1 Model Lockdown Calibration

Taking advantage of snw_calibrate_lockdown_c from the PrjOptiSNW Package. This function finds the proportional discount to current utility in one period to account for aggregate reducntions in consumption during lockdown.

1.1 Lock Down Impact on Consumption

"To calibrate the drop in marginal utility, we estimate that 10.9 percent of the goods that make up the consumer price index become highly undesirable, or simply unavailable, during the pandemic: food away from home, public transportation including airlines, and motor fuel. As we use a coefficient of risk aversion equal to one, we simply multiply utility from consumption during the period of the epidemic by a factor of 0.891"
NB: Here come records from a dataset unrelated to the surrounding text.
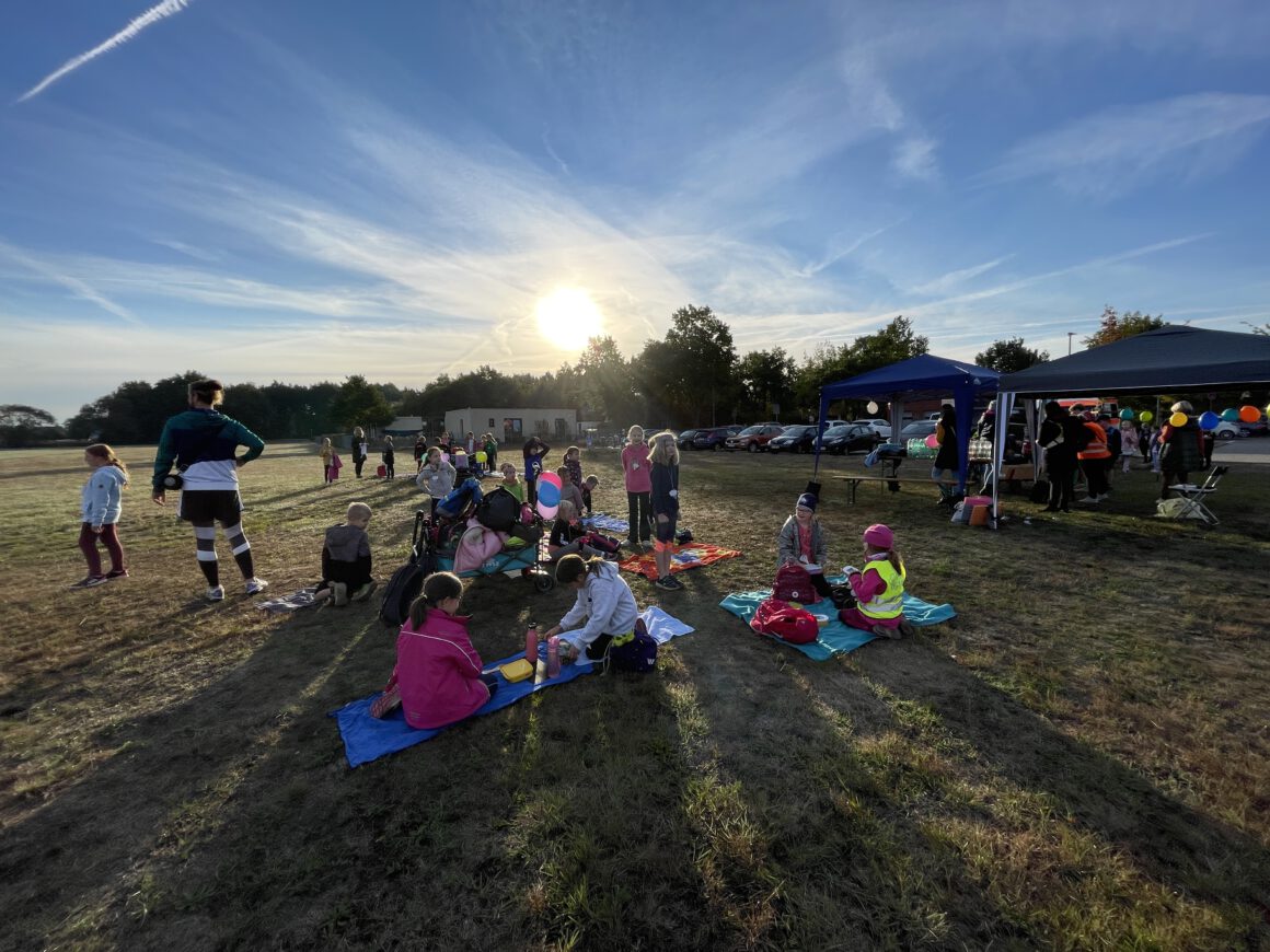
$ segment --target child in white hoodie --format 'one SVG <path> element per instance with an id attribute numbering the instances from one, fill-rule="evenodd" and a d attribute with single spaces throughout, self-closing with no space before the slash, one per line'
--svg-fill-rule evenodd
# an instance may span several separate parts
<path id="1" fill-rule="evenodd" d="M 71 585 L 72 589 L 91 589 L 112 579 L 128 574 L 123 564 L 123 546 L 119 545 L 117 526 L 123 513 L 123 487 L 128 485 L 128 467 L 105 443 L 94 443 L 84 451 L 84 462 L 93 471 L 80 498 L 80 551 L 88 561 L 88 575 Z M 102 553 L 97 551 L 100 539 L 110 553 L 110 571 L 102 572 Z"/>

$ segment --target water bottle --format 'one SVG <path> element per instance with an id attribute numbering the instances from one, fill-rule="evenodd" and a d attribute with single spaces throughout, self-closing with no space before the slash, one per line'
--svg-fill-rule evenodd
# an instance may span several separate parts
<path id="1" fill-rule="evenodd" d="M 555 678 L 560 674 L 560 636 L 552 635 L 547 638 L 547 677 Z"/>
<path id="2" fill-rule="evenodd" d="M 530 664 L 537 664 L 538 661 L 538 623 L 530 622 L 530 627 L 525 630 L 525 660 Z"/>

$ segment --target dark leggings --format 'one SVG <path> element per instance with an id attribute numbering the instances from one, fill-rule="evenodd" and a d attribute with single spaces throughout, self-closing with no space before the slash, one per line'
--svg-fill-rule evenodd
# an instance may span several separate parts
<path id="1" fill-rule="evenodd" d="M 88 574 L 93 578 L 102 576 L 102 553 L 97 551 L 98 539 L 102 539 L 105 551 L 110 553 L 110 571 L 122 572 L 126 566 L 123 565 L 123 546 L 119 545 L 117 526 L 108 522 L 102 526 L 102 533 L 98 534 L 93 532 L 93 523 L 86 522 L 80 526 L 80 551 L 88 560 Z"/>

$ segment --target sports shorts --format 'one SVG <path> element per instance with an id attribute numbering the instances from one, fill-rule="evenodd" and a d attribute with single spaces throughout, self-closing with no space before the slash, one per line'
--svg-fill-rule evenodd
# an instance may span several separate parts
<path id="1" fill-rule="evenodd" d="M 213 522 L 221 526 L 236 526 L 243 513 L 243 500 L 236 489 L 187 489 L 182 490 L 177 518 L 185 522 Z"/>

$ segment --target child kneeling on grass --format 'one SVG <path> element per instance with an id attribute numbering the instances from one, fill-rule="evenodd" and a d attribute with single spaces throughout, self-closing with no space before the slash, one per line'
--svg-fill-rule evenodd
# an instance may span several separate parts
<path id="1" fill-rule="evenodd" d="M 912 635 L 912 626 L 904 621 L 904 560 L 895 551 L 895 533 L 885 526 L 875 524 L 865 529 L 865 567 L 846 566 L 855 607 L 843 608 L 838 618 L 852 628 L 872 632 L 886 638 Z"/>
<path id="2" fill-rule="evenodd" d="M 458 614 L 464 583 L 453 572 L 434 572 L 410 605 L 398 635 L 398 663 L 384 693 L 371 704 L 385 717 L 399 704 L 405 722 L 419 730 L 461 721 L 498 689 L 498 675 L 484 666 L 467 636 L 470 616 Z"/>
<path id="3" fill-rule="evenodd" d="M 371 508 L 366 503 L 349 503 L 344 523 L 326 529 L 326 542 L 321 547 L 321 584 L 314 594 L 318 602 L 331 599 L 343 607 L 349 598 L 364 602 L 375 592 L 371 537 L 366 534 L 370 524 Z"/>
<path id="4" fill-rule="evenodd" d="M 622 645 L 635 637 L 639 608 L 616 564 L 566 555 L 556 565 L 555 579 L 578 593 L 578 600 L 560 623 L 538 632 L 540 641 L 560 636 L 561 661 L 577 661 L 583 655 L 598 661 L 610 645 Z M 584 618 L 587 623 L 575 627 Z"/>

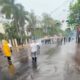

There is one MIT shock period in which households face a one-period change in the current utility of consumption due to lock down. Solve the model and evaluate the effects on aggregate consumption (during the MIT shock period) with different proportional adjustments on consumption given differing intertemperal preference assumptions.

1.2 Graphical Illustraiton for Gamma=2 (docdense) and Gamma=1 (dense)

Solved Gamma=2 with docdense (81x5 shocks), and Gamma=1 with dense (7x5) shocks. Did not have time to resolve Gamma=1 with docdense.

Solved for gamma equals to 2, results visualized below.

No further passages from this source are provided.